How to report descriptive statistics
The results of your statistical analyses help you to understand the outcome of your study, e.g. whether or not some variable has an effect, whether variables are related, whether differences among groups of observations are the same or different, etc. Statistics are tools of science, not an end unto themselves. Statistics should be used to substantiate your findings and help you to say objectively when you have significant results. Therefore, when reporting the statistical outcomes relevant to your study, subordinate them to the actual biological results.
Reporting Descriptive (Summary) Statistics
Means. Always report the mean (average value) along with a measure of variablility (standard deviation(s) or standard error of the mean ). Two common ways to express the mean and variability are shown below:
"Total length of brown trout (n=128) averaged 34.4 cm (s = 12.4 cm) in May, 1994, samples from Sebago Lake."
s = standard deviation (this format is preferred by Huth and others (1994 )
"Total length of brown trout (n=128) averaged 34.4 ± 12.4 cm in May, 1994, samples from Sebago Lake."
This style necessitates specifically saying in the Methods what measure of variability is reported with the mean.
If the summary statistics are presented in graphical form (a Figure), you can simply report the result in the text without verbalizing the summary values:
"Mean total length of brown trout in Sebago Lake increased by 3.8 cm between May and September, 1994 (Fig. 5)."
Frequencies: Frequency data should be summarized in the text with appropriate measures such as percents, proportions, or ratios.
"During the fall turnover period, an estimated 47% of brown trout and 24% of brook trout were concentrated in the deepest parts of the lake (Table 3)."
Reporting Results of Inferential (Hypothesis) Tests
In this example, the key result is shown in blue and the statistical result . which substantiates the finding, is in red.
"Mean total length of brown trout in Sebago Lake increased significantly (3.8 cm) between May (34.4 ± 12.4 cm, n=128) and September (38.2 ± 11.7 cm, n = 114) 1994 (twosample t-test, p < 0.001) ."
NOTE: AVOID writing whole sentences which simply say what test you used to analyze a result followed by another giving the result. This wastes precious words (economy. ) and unnecessarily increases your paper's length.
Summarizing Statistical Test Outcomes in Figures
If the results shown in a figure have been tested with an inferential test, it is appropriate to summarize the
outcome of the test in the graph so that your reader can quickly grasp the significance of the findings. It is imperative that you include information in your Materials and Methods, or in the figure legend, to explain how to interpret whatever system of coding you use.
Several common methods for summarizing statistical outcomes are shown below.
Examples: Comparing groups (t-tests, ANOVA, etc)
Comparison of the means of 2 or more groups is usually depicted in a bar graph of the means and associated error bars.
For two groups. the larger mean may have 1-4 asterisks centered over the error bar to indicate the relative level of the p-value.
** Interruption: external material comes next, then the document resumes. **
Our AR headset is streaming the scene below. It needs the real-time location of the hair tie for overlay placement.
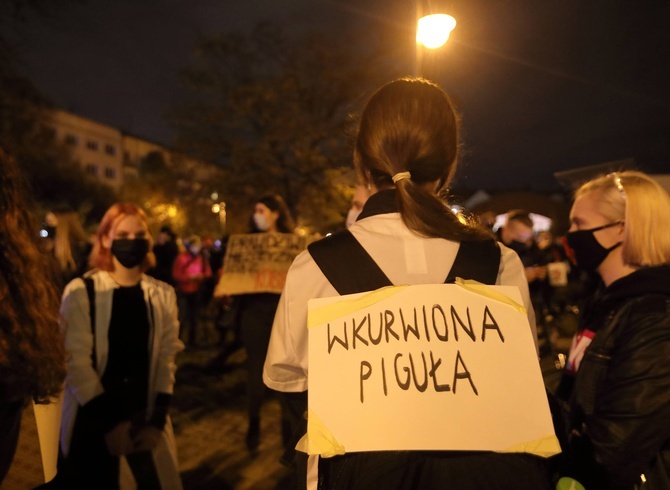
[391,172,412,184]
In general, "*" means p< 0.05, "**" means p< 0.01, "***" means p< 0.001, and "****" means p<0.0001. In all cases, the p-value should be reported as well in the figure legend
The asterisk may also be used with tabular results as shown below. Note how the author has used a footnote to define the p-values that correspond to the number of asterisks. (Courtesy of Shelley Ball )
For three or more groups there are two systems typically used: lines or letters. The system you use depends on how complicated it is to summarize the result. The first example below shows a comparison of three means. The line spanning two adjacent bars indicates that they are not significantly different (based on a multiple comparisons test), and because the line does not include the pH 2 mean, it indicates that the pH 2 mean is significantly different from both the pH 5.3 (control) and the pH 3.5 group means. Note that information about how to interpret the coding system (line or letters) is included in the figure legend.
When lines cannot easily be drawn to summarize the result, the most common alternative is to use capital letters placed over the error bars. Letters shared in common between or among the groups would indicate no significant difference.
Example: Summarizing Correlation and Regression Analyses
For relationship data (X,Y plots) on which a correlation or regression analysis has been performed, it is customary to report the salient test statistics (e.g. r, r-square) and a p-value in the body of the graph in relatively small font so as to be unobtrusive. If a regression is done, the best-fit line should be plotted and the equation of the line also provided in the body of the graph.